Other Kindertransport kids say my mother was lucky to have been sent to family, an aunt and uncle in Southport, England. But she had never met them. The uncle was strict, but the aunt was loving. They were elderly, though, and ten years later, when Mom was fourteen, she was separated again from the only family she knew, and sent to Aunt Charlotte in the United States. Charlotte was not as warm a woman as the English aunt. But the new uncle was far worse, abusing my mother for two years until he died of what was then inoperable coronary disease. This is perhaps the only time I have been happy about the timing of available medical interventions. I didn’t know this horrific fact about Mom’s journey until last summer, when she broke her hip and was heavily sedated. She didn’t mean to tell me.
She was mortified when she realized what she had relayed. When I asked her why she hadn’t told her aunt about the abuse, she said “We had nowhere else to go. No one who wanted us.” Can you imagine?
Mom went on to marry and have children, grandchildren, and great-grandchildren. She has had beautiful moments in her life and lots of love. But she is damaged in many irreparable ways. She has become somewhat paranoid and delusional. It is hard to parse what is just her personality, the result of her separation from her family at four and again at fourteen, the abuse once she reached the US, the stroke she had ten years ago, or the dementia that has set in.
This is not to say that Mom isn’t ever entertained or, for that matter, entertaining. Just this week, by accident, she purchased a pornographic movie on TV. I snorted when I received the email from the carrier asking if I’d enjoyed ‘Cage Girls Gone Wild.’
But feeling secure and trusting people comes hard to her. And, to some degree, those insecurities have been passed on to my brother and me, the next generation—intergenerational trauma… the gift that keeps on giving. Mom has never accepted my husband or my brother’s wife. They were and continue to be outsiders in her mind, a threat to the family she recreated for herself. At least, this is what a therapist told me years ago. Though I understand it psychologically, it has not been easy to deal with day-to-day… in real-time. She now says untrue and hurtful things about them both… out loud…loudly, in the presence of family and strangers. I cringe and find myself increasingly setting boundaries in the amount and frequency of time I spend with her and the time she spends with my children. It is indeed ironic and a sad thing for a woman who has only wanted the family she lost.

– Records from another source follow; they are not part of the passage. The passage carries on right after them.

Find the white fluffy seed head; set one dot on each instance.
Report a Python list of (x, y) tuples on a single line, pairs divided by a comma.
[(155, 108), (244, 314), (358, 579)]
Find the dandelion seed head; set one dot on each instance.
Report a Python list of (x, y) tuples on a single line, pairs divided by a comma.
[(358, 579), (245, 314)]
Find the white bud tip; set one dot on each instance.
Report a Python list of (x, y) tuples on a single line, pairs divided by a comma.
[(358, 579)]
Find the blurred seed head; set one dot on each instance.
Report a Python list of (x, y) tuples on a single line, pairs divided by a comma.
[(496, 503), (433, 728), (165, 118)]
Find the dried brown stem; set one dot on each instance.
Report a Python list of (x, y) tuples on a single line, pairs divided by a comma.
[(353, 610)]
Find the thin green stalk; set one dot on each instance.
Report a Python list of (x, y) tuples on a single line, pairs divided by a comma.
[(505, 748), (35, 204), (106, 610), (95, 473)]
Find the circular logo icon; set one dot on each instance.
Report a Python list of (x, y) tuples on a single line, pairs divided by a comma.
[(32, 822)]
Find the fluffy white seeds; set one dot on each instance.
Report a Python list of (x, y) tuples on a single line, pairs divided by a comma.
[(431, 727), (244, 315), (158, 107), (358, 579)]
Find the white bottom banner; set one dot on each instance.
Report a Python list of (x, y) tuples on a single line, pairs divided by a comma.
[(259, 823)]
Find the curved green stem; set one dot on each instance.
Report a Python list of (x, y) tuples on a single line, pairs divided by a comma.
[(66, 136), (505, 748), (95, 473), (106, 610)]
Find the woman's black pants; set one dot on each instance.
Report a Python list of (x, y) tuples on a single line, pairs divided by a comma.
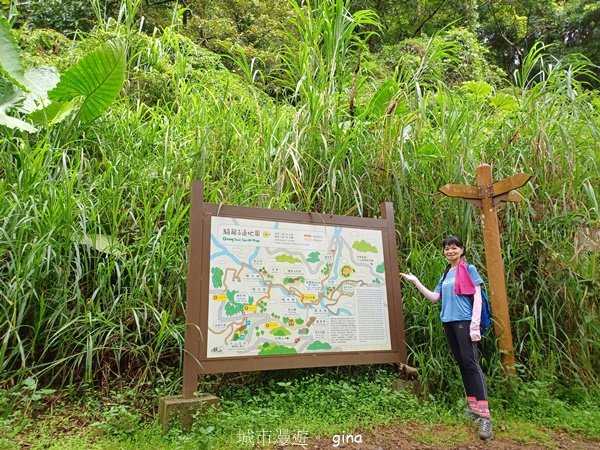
[(466, 355)]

When news of the October 7 Hamas atrocities in Israel reached US news stations, Mom called me, terrified. "They're killing us again!"
We are in the fight of our lives, both Jew and non-Jew, American and non-American. A battle against Islamic fundamentalism. Of Anti-Americanism. Anti-Zionism. Anti-feminism. When will the world wake up?
I don’t have an answer for my mother, whose worst nightmares have come true. Whose short-term memory may be suffering, but whose long-term memory is intact, and whose Costco hearing aids, and the very patient Costco technicians allow her to hear the TV news, perhaps too well, again.
I try to console Mom with words about eventual peace in the Middle East that I’m not sure I believe. I want what will most likely be Mom’s last years to witness a growing acceptance of Israel and the Jewish people. Neither my mother, Israel, nor the Jewish people can ever be made whole or recover from the entirety of the suffering we have experienced in our history and the current trauma we are going through, but it’s enough already. DAYENU.
Do you hear me, God? DAYENU. Or do I need to suggest a visit to Costco?
Debra Green is the author of The Convention of Wives and Mahjong at Mara’s.